Unlike most of the standard library, heapq is a set of functions that operate on a list you own, rather than a class wrapping one:

import heapq

tasks = []
heapq.heappush(tasks, 5)
heapq.heappush(tasks, 1)
heapq.heappush(tasks, 3)

print(tasks)              # [1, 5, 3] -- heap order, not sorted order
print(heapq.heappop(tasks))  # 1, the smallest
print(tasks)               # [3, 5]

Notice that tasks printed as [1, 5, 3], not the fully sorted [1, 3, 5] — a heap only guarantees the root is smallest, not that the whole list is ordered. That relaxed guarantee is exactly why push and pop are cheap: maintaining full sort order on every insert would cost O(n log n) over n inserts, while a heap costs O(n log n) total but each individual push or pop is only O(log n).

Turning an existing list into a heap

If you already have a list of values, heapq.heapify() rearranges it into heap order in place, in linear time — faster than pushing every element one at a time:

values = [9, 4, 7, 1, 5, 2]
heapq.heapify(values)
print(values)              # [1, 4, 2, 9, 5, 7] -- some valid heap order
print(heapq.heappop(values))  # 1

The exact resulting order depends on the algorithm's internal sift-down process and isn't the sorted order — only the property that each parent is no larger than its children is guaranteed. If you need the fully sorted list, call sorted(); if you only need repeated access to the current minimum, heapify() followed by repeated heappop() calls is the right tool, and is what Python's sorting functions are doing something conceptually similar to under the hood in a heapsort variant.

nlargest and nsmallest without a full sort

Sorting an entire million-item list to grab the top five wastes work you don't need. heapq.nlargest() and heapq.nsmallest() maintain a heap of just the size you asked for as they scan the input once:

scores = [88, 45, 99, 67, 72, 31, 95]
top3 = heapq.nlargest(3, scores)
print(top3)   # [99, 95, 88]

people = [{"name": "Ada", "age": 36}, {"name": "Bob", "age": 24}]
oldest = heapq.nsmallest(1, people, key=lambda p: -p["age"])

Both accept a key function just like sorted(), which makes them a drop-in replacement for sorted(data, key=...)[:n] when n is small relative to the size of data.

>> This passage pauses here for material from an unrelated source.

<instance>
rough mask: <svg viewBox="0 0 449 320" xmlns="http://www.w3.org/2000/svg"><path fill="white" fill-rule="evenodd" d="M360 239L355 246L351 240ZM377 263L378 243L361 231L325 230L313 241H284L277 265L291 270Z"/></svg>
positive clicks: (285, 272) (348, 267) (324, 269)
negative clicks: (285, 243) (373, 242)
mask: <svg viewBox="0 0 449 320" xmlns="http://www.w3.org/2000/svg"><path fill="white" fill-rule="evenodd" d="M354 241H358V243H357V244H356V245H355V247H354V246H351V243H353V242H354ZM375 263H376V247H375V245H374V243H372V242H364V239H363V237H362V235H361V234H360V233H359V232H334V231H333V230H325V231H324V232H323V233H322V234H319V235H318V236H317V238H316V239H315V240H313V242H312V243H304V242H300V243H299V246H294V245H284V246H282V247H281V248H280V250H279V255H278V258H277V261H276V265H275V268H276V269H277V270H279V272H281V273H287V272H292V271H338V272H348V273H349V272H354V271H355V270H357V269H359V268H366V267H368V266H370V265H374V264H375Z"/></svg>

For large n approaching the full list length, a plain sort is competitive or faster, since the constant-factor overhead of maintaining a heap stops paying for itself.

Priority queues with tuples and tie-breaking

A real task queue needs a priority attached to each item, not just a bare number. The idiomatic approach is to push tuples, since Python compares tuples element by element:

import itertools

queue = []
counter = itertools.count()   # tie-breaker, guarantees stable order

def push(priority, item):
    heapq.heappush(queue, (priority, next(counter), item))

push(2, "send email")
push(1, "handle outage")
push(2, "write report")

while queue:
    priority, _, item = heapq.heappop(queue)
    print(priority, item)
# 1 handle outage
# 2 send email
# 2 write report

The counter matters because if two items share a priority, Python falls back to comparing the second tuple element — and if that were the task object itself, comparing two dictionaries or custom objects that don't define ordering raises a TypeError. The counter guarantees a total order that never needs to inspect the actual payload, and as a side effect preserves insertion order among equal priorities, which is usually the behaviour people expect from a queue. The heapq documentation includes a longer worked example of this exact pattern if you want to see variations, such as marking entries as removed instead of deleting them from the middle of the heap.